The game leans heavily on player-driven fun rather than offering meaningful late-game structure, which can make extended campaigns blur together. In the meantime, technical issues and difficult AI problems show you that Bannerlord's big ideas can get ahead of its polish. 

It's an experience that gives you a lot of freedom and depth, but it can also be hard to figure out how to go around in its big sandbox. Mount & Blade II: Bannerlord is a rare kind of sandbox; it thrives on emergent chaos, personal ambition, and the stories you accidentally create along the way. 

The loop of fighting, recruiting, trading, and conquering stays endlessly fun, especially if you prefer making your own story over being dragged through someone else's plotline.

Mount & Blade II: Bannerlord, Gameplay, Strategy, Sandbox, NoobFeed

That said, Bannerlord definitely wrestles with its own size.

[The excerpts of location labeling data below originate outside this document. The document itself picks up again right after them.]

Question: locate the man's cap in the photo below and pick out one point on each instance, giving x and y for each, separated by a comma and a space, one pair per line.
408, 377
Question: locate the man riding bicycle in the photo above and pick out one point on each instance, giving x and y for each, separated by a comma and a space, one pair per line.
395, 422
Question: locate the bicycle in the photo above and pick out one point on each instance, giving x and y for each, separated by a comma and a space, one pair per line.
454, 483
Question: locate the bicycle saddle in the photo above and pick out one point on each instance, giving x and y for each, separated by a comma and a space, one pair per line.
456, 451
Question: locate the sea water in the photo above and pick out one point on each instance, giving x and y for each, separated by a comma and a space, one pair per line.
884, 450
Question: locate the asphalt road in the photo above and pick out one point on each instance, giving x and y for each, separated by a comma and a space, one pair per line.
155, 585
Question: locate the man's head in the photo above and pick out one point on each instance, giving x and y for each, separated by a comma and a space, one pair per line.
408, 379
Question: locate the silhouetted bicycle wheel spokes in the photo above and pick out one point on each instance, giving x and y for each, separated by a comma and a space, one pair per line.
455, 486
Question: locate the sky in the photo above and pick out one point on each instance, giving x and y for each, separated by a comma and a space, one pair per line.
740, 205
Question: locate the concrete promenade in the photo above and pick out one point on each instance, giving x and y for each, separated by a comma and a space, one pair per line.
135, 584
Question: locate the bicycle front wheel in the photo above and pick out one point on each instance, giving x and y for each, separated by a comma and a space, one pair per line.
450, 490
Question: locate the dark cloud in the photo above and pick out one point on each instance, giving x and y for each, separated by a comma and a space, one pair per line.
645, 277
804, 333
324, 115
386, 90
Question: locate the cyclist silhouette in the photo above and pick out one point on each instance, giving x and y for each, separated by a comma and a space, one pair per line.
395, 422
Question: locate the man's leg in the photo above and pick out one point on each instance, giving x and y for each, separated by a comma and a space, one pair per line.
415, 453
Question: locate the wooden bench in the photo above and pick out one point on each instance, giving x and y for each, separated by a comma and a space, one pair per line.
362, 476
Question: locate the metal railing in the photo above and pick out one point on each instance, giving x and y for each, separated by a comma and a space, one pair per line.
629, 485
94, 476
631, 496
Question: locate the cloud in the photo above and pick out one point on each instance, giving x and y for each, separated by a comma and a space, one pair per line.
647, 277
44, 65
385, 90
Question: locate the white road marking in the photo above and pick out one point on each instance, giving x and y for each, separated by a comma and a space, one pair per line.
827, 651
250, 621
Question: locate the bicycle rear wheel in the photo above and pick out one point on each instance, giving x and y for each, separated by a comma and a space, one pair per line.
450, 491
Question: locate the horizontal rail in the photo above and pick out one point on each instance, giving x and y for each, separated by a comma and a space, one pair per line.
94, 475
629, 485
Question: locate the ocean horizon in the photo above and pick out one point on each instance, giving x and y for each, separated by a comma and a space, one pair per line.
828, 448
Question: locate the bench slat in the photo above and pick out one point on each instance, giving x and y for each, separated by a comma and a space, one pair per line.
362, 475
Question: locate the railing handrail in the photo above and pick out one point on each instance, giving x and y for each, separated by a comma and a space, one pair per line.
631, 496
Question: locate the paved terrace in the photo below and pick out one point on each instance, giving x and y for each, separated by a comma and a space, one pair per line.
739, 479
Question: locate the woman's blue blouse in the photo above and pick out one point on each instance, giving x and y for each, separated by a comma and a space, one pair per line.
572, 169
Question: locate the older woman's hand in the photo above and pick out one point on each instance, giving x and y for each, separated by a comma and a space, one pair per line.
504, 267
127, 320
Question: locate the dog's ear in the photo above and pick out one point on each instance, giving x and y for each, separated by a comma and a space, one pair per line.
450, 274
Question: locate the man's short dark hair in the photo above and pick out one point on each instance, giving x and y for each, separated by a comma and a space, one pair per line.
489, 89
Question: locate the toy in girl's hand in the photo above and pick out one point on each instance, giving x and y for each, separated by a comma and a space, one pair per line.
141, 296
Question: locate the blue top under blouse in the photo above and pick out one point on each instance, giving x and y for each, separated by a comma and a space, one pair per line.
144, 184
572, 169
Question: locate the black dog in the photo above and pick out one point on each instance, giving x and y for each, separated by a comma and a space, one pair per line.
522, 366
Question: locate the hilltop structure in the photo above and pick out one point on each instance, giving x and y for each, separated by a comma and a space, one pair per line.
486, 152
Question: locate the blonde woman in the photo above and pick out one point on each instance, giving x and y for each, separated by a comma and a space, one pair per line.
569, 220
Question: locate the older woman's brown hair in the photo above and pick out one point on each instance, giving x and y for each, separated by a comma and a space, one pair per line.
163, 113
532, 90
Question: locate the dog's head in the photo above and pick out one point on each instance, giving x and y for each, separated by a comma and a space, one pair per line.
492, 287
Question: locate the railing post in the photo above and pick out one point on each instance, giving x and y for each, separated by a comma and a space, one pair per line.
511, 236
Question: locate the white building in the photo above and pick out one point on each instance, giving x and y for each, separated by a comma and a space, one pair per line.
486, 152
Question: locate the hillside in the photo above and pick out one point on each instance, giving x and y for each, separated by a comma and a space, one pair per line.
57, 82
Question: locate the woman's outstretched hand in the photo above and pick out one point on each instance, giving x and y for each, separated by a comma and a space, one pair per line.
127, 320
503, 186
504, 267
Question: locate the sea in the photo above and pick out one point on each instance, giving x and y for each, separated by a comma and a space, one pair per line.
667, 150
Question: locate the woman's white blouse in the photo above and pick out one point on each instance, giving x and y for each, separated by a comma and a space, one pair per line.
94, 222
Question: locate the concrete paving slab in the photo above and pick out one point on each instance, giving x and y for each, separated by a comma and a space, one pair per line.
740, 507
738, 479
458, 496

The late game can start feeling like déjà vu, with extra steps, the AI occasionally forgetting basic life skills, and a few technical hiccups—happy to remind you this is a very big game doing a lot at once.

Still, Bannerlord pulls it off. Calradia is a living, responsive, and wonderfully unscripted sandbox where you can spend hours merely because "one more quest" evolved into a surprising civil war. For people who like medieval turmoil, big battles, or role-playing games with no set finish, Bannerlord is still one of the most memorable and dangerously addictive games in the genre.

Mezbah Turzo

Contributor, NoobFeed

Verdict

Mount & Blade II: Bannerlord is a thrilling medieval sandbox with epic battles and freedom to forge your own path, despite some AI and late-game rough edges.